У слова «проходила» было двоякое значение. Пройти не значило выдержать, иначе Вильма не сидела бы в темноте и одиночестве, вдали от посторонних глаз и наедине с жалостью к себе. Вся суть психологических тестов сводилась лишь к тому, чтобы определить, как далеко способен зайти человек, прежде чем сломаться.
— Так, Вильма, о чем мы с вами договаривались? — спросила Линь с наигранным осуждением. — Мы обсуждаем меня, а не вас, помните?
— Простите, но вы мне не интересны, — надменно фыркнула Вильма. — Хотя нет, забудьте. Просить прощения мне у вас не за что. Вы мне просто не интересны.
— Вам не интересно даже послушать, как я докатилась до всего этого?
— Если вы мне сейчас начнете рассказывать о том, как убили человека, я отберу у вас вашу бутылку и швырну ею в вас, обещаю, — пообещала она, не веря в собственное обещание.
— Тут довольно темно. Вам придется очень хорошо прицелиться.
— Постараюсь швырять на звук.
— Давайте я все же поделюсь с вами моей невероятной историей, а вы меня остановите, если вдруг почувствуете, что ваше отвращение ко мне перевешивает любопытство.
— Если вы сейчас скажете, что вас несправедливо осудили, то я даже слушать не стану.
— О, нет, я действительно убила человека своими собственными руками! — увлеченно заверила ее Линь, словно хвасталась красивой вышивкой. — И осудили меня по всей справедливости.

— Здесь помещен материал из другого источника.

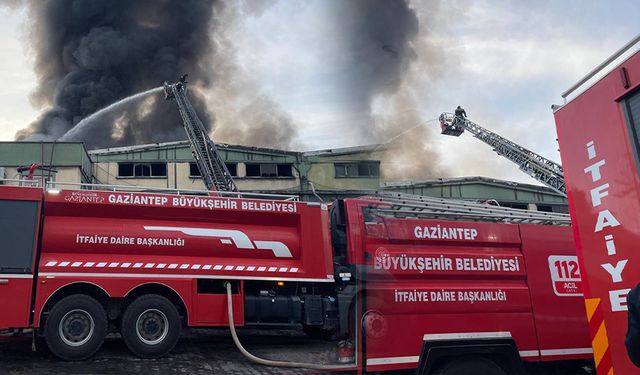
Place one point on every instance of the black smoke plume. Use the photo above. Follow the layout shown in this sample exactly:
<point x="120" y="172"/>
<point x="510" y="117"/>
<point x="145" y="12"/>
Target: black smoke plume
<point x="390" y="54"/>
<point x="89" y="54"/>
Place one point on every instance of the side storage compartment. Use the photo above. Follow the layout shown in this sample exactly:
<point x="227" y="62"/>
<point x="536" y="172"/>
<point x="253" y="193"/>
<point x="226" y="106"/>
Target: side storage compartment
<point x="556" y="294"/>
<point x="19" y="223"/>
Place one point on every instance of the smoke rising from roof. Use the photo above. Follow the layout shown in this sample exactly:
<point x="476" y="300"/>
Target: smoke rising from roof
<point x="90" y="54"/>
<point x="390" y="53"/>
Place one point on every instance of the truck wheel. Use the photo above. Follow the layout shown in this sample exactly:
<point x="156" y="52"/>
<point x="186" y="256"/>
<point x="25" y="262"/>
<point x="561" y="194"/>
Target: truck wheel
<point x="76" y="327"/>
<point x="471" y="366"/>
<point x="150" y="326"/>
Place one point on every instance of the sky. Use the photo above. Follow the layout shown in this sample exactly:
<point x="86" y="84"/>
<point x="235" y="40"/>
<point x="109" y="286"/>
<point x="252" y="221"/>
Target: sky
<point x="504" y="62"/>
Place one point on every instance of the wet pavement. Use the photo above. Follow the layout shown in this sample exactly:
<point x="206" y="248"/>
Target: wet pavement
<point x="200" y="351"/>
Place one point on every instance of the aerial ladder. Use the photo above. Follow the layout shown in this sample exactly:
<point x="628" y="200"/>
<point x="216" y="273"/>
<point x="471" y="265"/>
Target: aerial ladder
<point x="538" y="167"/>
<point x="214" y="172"/>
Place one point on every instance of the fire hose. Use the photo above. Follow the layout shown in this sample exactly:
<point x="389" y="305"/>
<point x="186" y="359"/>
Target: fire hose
<point x="269" y="362"/>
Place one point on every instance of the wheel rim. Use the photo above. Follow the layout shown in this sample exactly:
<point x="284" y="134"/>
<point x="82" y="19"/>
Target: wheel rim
<point x="152" y="326"/>
<point x="76" y="327"/>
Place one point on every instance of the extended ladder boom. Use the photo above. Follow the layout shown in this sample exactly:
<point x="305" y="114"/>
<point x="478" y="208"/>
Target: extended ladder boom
<point x="214" y="172"/>
<point x="542" y="169"/>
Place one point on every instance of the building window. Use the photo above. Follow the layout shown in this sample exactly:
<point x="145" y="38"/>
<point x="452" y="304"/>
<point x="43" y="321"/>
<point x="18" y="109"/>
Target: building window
<point x="142" y="169"/>
<point x="362" y="169"/>
<point x="269" y="170"/>
<point x="194" y="171"/>
<point x="631" y="106"/>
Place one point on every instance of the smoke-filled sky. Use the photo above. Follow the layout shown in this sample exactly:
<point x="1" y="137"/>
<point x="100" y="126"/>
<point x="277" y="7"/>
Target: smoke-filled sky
<point x="326" y="74"/>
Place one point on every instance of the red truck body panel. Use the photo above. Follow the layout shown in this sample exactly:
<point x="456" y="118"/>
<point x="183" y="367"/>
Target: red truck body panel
<point x="604" y="201"/>
<point x="16" y="289"/>
<point x="416" y="277"/>
<point x="120" y="241"/>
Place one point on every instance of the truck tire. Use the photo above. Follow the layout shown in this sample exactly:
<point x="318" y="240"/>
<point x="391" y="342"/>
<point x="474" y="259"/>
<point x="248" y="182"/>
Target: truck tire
<point x="150" y="326"/>
<point x="76" y="327"/>
<point x="470" y="366"/>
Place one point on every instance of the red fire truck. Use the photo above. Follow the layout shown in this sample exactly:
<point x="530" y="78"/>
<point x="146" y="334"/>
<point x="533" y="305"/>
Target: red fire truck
<point x="599" y="132"/>
<point x="448" y="287"/>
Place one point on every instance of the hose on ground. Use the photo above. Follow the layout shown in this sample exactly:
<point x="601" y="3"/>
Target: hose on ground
<point x="269" y="362"/>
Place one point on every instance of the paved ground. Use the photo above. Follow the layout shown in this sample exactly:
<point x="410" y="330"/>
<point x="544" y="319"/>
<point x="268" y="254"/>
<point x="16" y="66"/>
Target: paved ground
<point x="200" y="351"/>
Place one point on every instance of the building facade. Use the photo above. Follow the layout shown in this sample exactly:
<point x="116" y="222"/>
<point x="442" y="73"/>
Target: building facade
<point x="315" y="175"/>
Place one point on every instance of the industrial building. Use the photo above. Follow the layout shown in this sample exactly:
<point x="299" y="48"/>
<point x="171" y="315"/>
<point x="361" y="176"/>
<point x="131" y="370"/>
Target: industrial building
<point x="325" y="174"/>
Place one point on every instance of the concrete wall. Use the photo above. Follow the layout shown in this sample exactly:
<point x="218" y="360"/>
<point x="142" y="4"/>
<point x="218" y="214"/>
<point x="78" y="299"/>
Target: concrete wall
<point x="178" y="178"/>
<point x="62" y="174"/>
<point x="322" y="172"/>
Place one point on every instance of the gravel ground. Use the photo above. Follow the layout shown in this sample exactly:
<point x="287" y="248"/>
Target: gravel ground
<point x="200" y="351"/>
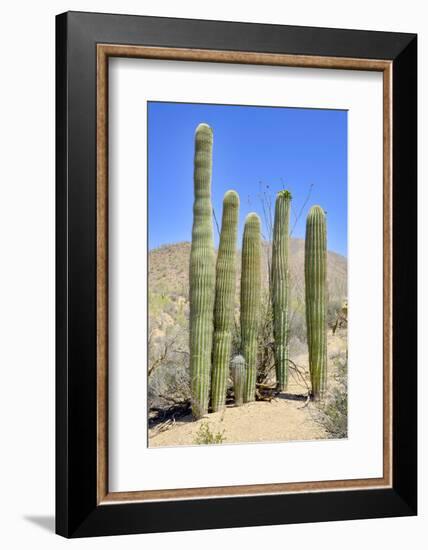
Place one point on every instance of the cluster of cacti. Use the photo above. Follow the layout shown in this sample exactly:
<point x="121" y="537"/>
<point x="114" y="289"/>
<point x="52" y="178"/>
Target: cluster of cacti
<point x="212" y="293"/>
<point x="202" y="274"/>
<point x="315" y="288"/>
<point x="251" y="281"/>
<point x="224" y="300"/>
<point x="280" y="286"/>
<point x="238" y="376"/>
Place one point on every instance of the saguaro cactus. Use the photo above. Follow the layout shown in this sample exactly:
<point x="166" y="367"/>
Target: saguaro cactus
<point x="238" y="377"/>
<point x="202" y="274"/>
<point x="224" y="300"/>
<point x="250" y="301"/>
<point x="315" y="288"/>
<point x="280" y="286"/>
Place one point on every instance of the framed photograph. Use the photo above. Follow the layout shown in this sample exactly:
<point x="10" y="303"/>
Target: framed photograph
<point x="236" y="274"/>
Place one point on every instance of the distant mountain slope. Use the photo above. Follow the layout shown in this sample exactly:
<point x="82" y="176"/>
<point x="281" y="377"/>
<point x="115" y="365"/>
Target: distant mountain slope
<point x="169" y="270"/>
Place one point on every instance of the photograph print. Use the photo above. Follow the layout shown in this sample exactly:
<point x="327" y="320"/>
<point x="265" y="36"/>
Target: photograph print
<point x="247" y="274"/>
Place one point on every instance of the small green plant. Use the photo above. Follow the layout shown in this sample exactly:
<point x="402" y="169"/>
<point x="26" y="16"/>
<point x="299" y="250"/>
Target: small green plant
<point x="204" y="436"/>
<point x="333" y="410"/>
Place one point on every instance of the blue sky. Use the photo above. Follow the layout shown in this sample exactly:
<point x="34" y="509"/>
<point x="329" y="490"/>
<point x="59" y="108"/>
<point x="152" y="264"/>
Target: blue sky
<point x="255" y="149"/>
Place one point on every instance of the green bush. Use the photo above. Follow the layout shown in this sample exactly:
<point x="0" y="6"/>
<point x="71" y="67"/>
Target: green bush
<point x="204" y="436"/>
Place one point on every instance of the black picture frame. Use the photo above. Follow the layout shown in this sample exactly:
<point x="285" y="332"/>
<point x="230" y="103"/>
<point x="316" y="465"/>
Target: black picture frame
<point x="77" y="511"/>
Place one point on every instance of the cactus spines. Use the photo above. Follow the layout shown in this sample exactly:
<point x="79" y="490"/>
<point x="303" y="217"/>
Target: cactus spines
<point x="315" y="289"/>
<point x="238" y="377"/>
<point x="250" y="301"/>
<point x="202" y="274"/>
<point x="224" y="300"/>
<point x="280" y="286"/>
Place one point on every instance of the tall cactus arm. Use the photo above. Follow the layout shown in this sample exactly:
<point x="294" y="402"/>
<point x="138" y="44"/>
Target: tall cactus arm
<point x="315" y="291"/>
<point x="224" y="300"/>
<point x="250" y="301"/>
<point x="202" y="274"/>
<point x="281" y="286"/>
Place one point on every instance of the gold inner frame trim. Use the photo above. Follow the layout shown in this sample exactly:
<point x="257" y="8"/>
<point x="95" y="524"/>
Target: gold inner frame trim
<point x="104" y="51"/>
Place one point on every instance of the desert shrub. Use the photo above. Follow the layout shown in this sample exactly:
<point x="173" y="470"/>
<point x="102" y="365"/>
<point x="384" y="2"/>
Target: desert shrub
<point x="332" y="412"/>
<point x="168" y="368"/>
<point x="204" y="436"/>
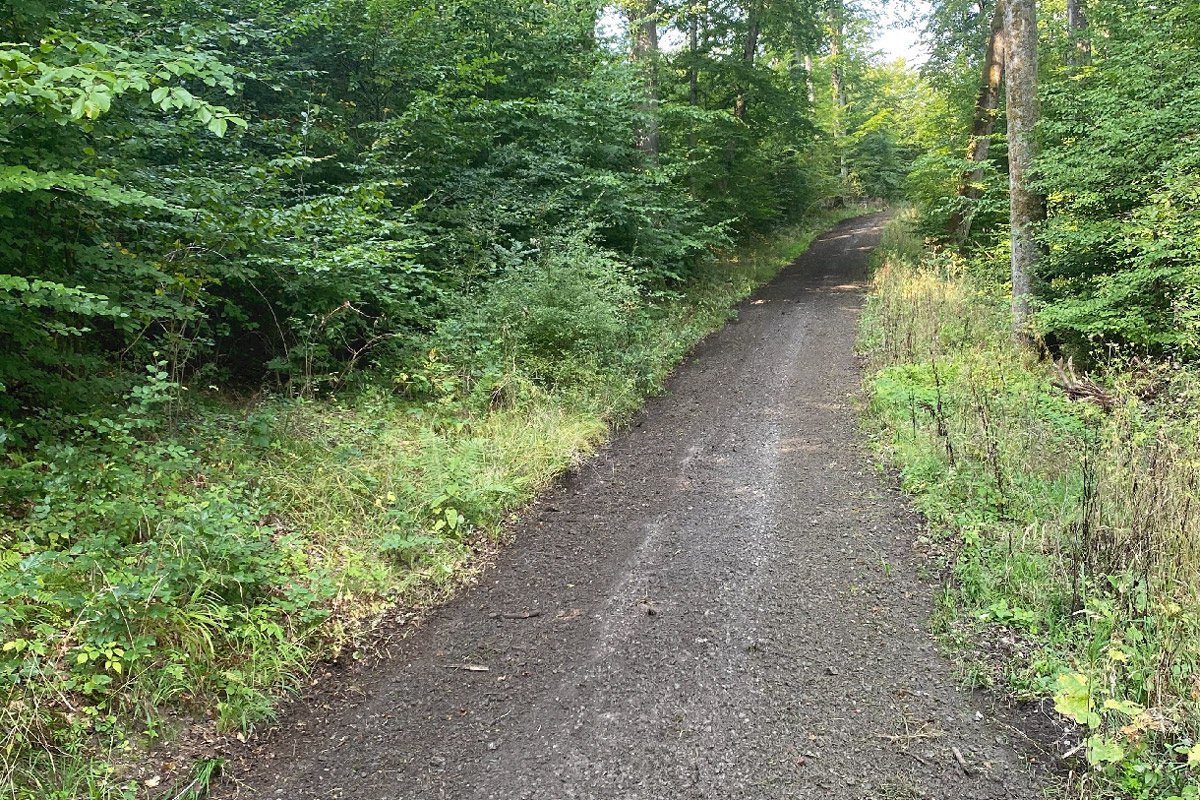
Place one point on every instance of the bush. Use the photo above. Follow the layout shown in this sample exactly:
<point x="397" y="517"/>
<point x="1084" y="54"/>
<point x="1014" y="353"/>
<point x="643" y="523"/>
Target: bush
<point x="562" y="312"/>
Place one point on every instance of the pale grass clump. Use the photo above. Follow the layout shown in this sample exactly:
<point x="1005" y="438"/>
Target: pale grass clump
<point x="1074" y="500"/>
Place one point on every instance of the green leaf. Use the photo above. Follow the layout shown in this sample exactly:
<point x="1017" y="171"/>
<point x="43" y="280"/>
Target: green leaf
<point x="1103" y="750"/>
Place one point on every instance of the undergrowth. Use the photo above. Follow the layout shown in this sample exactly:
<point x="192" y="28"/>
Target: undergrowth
<point x="1068" y="509"/>
<point x="186" y="554"/>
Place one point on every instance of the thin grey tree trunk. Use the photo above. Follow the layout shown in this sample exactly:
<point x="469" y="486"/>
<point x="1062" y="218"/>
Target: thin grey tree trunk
<point x="808" y="78"/>
<point x="645" y="29"/>
<point x="837" y="82"/>
<point x="693" y="91"/>
<point x="1077" y="25"/>
<point x="1026" y="208"/>
<point x="984" y="122"/>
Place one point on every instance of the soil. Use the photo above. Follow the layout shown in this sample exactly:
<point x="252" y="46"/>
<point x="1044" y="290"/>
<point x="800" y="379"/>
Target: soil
<point x="724" y="603"/>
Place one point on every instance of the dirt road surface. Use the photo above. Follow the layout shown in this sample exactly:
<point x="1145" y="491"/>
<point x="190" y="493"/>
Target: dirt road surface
<point x="723" y="605"/>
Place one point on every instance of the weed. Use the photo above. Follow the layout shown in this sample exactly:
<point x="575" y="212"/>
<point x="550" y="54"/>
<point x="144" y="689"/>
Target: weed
<point x="1074" y="524"/>
<point x="203" y="566"/>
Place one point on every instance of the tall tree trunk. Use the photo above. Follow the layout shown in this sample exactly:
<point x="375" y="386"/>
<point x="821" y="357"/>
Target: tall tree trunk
<point x="748" y="52"/>
<point x="693" y="90"/>
<point x="1077" y="25"/>
<point x="645" y="28"/>
<point x="837" y="80"/>
<point x="749" y="48"/>
<point x="984" y="122"/>
<point x="1026" y="206"/>
<point x="808" y="78"/>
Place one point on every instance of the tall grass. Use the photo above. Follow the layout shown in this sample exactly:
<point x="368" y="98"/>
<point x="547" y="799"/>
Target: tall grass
<point x="203" y="570"/>
<point x="1068" y="505"/>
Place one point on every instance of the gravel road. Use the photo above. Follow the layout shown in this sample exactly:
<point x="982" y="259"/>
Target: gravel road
<point x="723" y="605"/>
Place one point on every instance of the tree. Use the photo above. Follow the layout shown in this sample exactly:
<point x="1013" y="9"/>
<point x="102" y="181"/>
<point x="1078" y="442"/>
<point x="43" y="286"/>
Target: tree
<point x="645" y="52"/>
<point x="1027" y="206"/>
<point x="983" y="125"/>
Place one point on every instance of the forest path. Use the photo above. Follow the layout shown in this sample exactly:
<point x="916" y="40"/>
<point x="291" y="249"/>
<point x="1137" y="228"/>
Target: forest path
<point x="726" y="603"/>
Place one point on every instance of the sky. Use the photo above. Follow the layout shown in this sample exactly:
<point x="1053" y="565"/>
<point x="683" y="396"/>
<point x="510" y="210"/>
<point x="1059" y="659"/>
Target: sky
<point x="898" y="34"/>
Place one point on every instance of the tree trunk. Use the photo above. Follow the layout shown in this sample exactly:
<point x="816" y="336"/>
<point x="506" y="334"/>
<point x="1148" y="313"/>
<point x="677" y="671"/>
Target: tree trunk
<point x="748" y="52"/>
<point x="693" y="91"/>
<point x="749" y="48"/>
<point x="1077" y="25"/>
<point x="984" y="122"/>
<point x="808" y="78"/>
<point x="643" y="22"/>
<point x="837" y="88"/>
<point x="1026" y="208"/>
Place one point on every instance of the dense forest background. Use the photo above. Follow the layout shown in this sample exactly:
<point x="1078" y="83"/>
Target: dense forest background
<point x="286" y="194"/>
<point x="298" y="300"/>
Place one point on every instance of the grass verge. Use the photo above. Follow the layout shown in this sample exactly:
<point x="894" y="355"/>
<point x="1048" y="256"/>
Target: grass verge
<point x="178" y="563"/>
<point x="1066" y="509"/>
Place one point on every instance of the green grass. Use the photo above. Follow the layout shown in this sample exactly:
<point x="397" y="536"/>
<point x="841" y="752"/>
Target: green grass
<point x="198" y="558"/>
<point x="1069" y="528"/>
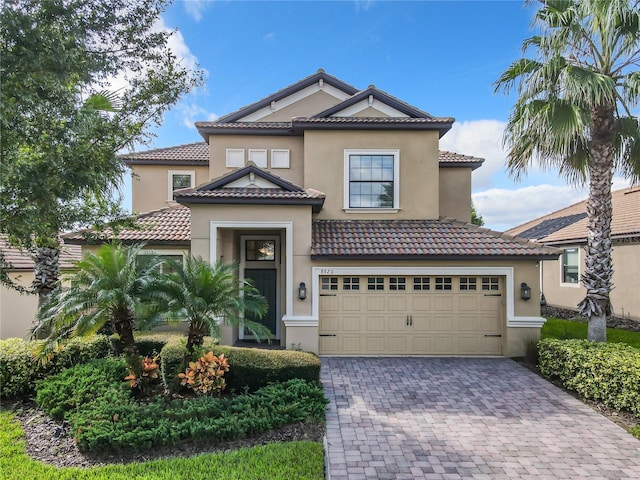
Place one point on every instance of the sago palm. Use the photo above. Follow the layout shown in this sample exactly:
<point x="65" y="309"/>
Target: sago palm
<point x="207" y="296"/>
<point x="108" y="288"/>
<point x="573" y="114"/>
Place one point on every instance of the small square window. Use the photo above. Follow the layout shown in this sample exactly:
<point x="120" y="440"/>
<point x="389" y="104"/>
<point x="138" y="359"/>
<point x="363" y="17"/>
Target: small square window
<point x="490" y="284"/>
<point x="375" y="283"/>
<point x="468" y="283"/>
<point x="329" y="283"/>
<point x="421" y="283"/>
<point x="260" y="250"/>
<point x="443" y="283"/>
<point x="397" y="283"/>
<point x="235" y="157"/>
<point x="351" y="283"/>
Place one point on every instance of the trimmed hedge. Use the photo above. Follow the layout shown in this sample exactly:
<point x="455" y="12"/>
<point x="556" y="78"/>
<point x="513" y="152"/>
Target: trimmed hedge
<point x="126" y="425"/>
<point x="75" y="387"/>
<point x="605" y="372"/>
<point x="250" y="368"/>
<point x="19" y="369"/>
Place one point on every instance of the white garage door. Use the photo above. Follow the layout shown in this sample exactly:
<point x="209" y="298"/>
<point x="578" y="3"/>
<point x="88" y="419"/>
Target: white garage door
<point x="415" y="315"/>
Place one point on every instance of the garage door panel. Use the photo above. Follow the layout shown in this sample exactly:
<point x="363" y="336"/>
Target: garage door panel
<point x="412" y="321"/>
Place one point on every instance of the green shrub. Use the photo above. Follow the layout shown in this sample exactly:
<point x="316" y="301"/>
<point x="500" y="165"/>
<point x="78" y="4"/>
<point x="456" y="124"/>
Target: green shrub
<point x="250" y="368"/>
<point x="605" y="372"/>
<point x="78" y="386"/>
<point x="129" y="426"/>
<point x="148" y="344"/>
<point x="19" y="369"/>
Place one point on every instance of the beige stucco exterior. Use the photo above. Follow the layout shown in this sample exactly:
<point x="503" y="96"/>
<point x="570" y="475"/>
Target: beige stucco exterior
<point x="150" y="184"/>
<point x="624" y="296"/>
<point x="324" y="154"/>
<point x="17" y="311"/>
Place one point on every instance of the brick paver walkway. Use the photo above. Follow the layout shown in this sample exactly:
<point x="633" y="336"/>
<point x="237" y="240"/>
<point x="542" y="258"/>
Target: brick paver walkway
<point x="440" y="418"/>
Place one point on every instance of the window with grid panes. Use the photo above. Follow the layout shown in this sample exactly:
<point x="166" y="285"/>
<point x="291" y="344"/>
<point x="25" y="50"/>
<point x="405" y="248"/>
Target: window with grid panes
<point x="329" y="283"/>
<point x="490" y="284"/>
<point x="375" y="283"/>
<point x="421" y="283"/>
<point x="351" y="283"/>
<point x="443" y="283"/>
<point x="468" y="283"/>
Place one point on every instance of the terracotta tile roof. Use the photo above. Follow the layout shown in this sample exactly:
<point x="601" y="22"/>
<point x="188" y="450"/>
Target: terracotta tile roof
<point x="21" y="260"/>
<point x="188" y="154"/>
<point x="570" y="223"/>
<point x="170" y="225"/>
<point x="257" y="193"/>
<point x="433" y="239"/>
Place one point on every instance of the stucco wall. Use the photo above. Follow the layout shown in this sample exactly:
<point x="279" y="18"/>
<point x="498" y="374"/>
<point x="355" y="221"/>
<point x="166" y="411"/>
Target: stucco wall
<point x="150" y="184"/>
<point x="625" y="296"/>
<point x="419" y="189"/>
<point x="17" y="311"/>
<point x="455" y="193"/>
<point x="218" y="145"/>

— Ну да, отправили на космический курорт замаливать грехи, плавая в бассейне, — выплюнула Вильма очередную порцию яда. — Должно быть, вы убили кого-то очень плохого.
— Это был простой честный рабочий, который хотел жить и не мешать жить другим, но ему немного не повезло, — произнесла Линь уже менее увлеченно. — Сначала ему не повезло со взрывом метана, а затем и со мной. Я в те времена как раз работала в больнице.
— Кажется, я поняла… Вы из тех чокнутых, которые по каким-то своим соображениям извращенной совести устраивают несанкционированную эвтаназию тяжелым пациентам?
— Нет, за несанкционированную эвтаназию у нас отвечало другое отделение, — отшутилась она. — А я работала в отделении скорой помощи.
— Так вы были фельдшером?
— Я и теперь фельдшер, — с нотками гордости уточнила Линь. — Мне разрешили исполнять медицинские функции на «Магомете». Других людей с моим опытом в области травматологии там все равно не было.
— Ладно, теперь мне стало интересно. — Вильма с неохотой дала ей шанс выговориться. — Как погиб ваш пациент?
— С очень приятными ощущениями. У него были ожоги и раны от осколков, а еще он потерял много крови. Но он бы выжил, если бы я не ошиблась с дозировкой анальгетика.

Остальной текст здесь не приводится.